Cheryl Parsa, a Dallas resident, told the news outlet she had a five-year relationship with Walker from 2004 to 2009. She alleges that in 2005, after she found Walker with another woman, he got angry, and, according to her account, placed his hands on her chest and neck and also swung his fist at her. She told The Daily Beast that she thought he was “going to beat me” and that she fled.
CNN has reached out to Parsa and Walker’s campaign for comment.
Parsa’s account, which she is making for the first time on the record, is just the latest in a string of past allegations made against Walker of violent and threatening behavior that have now resurfaced during his Senate campaign. Some of the allegations have been the basis for attack ads against Walker by Democrats.
CNN reported last year that a Texas woman had told police in 2002 that Walker had threatened and stalked her. Walker has also been accused by his ex-wife and another ex-girlfriend of making threats, and they told authorities that Walker had threatened to shoot them in the head. Walker’s ex-wife, Cindy Grossman, told CNN in a 2008 interview that Walker had held a razor to her throat, and at one point, “he held [a] gun to my temple and said he was going to blow my brains out.”

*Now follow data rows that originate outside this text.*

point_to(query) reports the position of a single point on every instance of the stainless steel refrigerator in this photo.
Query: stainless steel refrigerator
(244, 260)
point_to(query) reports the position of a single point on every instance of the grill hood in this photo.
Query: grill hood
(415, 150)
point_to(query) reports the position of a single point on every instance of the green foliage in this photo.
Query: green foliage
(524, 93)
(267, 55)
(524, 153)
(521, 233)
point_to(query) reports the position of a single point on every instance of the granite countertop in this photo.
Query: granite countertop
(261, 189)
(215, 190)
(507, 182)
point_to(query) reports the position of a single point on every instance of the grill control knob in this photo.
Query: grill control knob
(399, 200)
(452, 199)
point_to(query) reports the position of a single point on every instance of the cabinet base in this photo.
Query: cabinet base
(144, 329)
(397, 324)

When faced with past allegations of violence, Walker’s campaign, and Walker himself, have often pointed to his public struggle with mental health. Walker has publicly discussed his diagnosis of dissociative identity disorder, which was previously known as multiple personality disorder.
The Daily Beast said it spoke to a person close to Parsa who said Parsa told the person about the incident at the time.

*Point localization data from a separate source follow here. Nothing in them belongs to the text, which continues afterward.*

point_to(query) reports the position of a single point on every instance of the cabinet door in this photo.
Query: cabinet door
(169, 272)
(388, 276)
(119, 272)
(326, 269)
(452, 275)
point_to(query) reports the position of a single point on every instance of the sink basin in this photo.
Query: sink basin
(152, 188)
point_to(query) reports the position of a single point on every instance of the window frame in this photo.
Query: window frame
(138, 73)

The Daily Beast said Parsa also provided a book-length manuscript detailing her relationship with Walker based on her contemporaneous notes and journal entries, along with cards, business plans, gifts and photos of her and Walker together to corroborate their romantic relationship. The outlet also said it spoke to four people close to Parsa who corroborated the relationship, one of whom the publication described as “one of Walker’s former romantic partners.”
Walker is facing Democratic Sen. Raphael Warnock in the Georgia Senate runoff on Tuesday. The race advanced to the runoff after neither candidate got more than 50% of the vote in the November general election.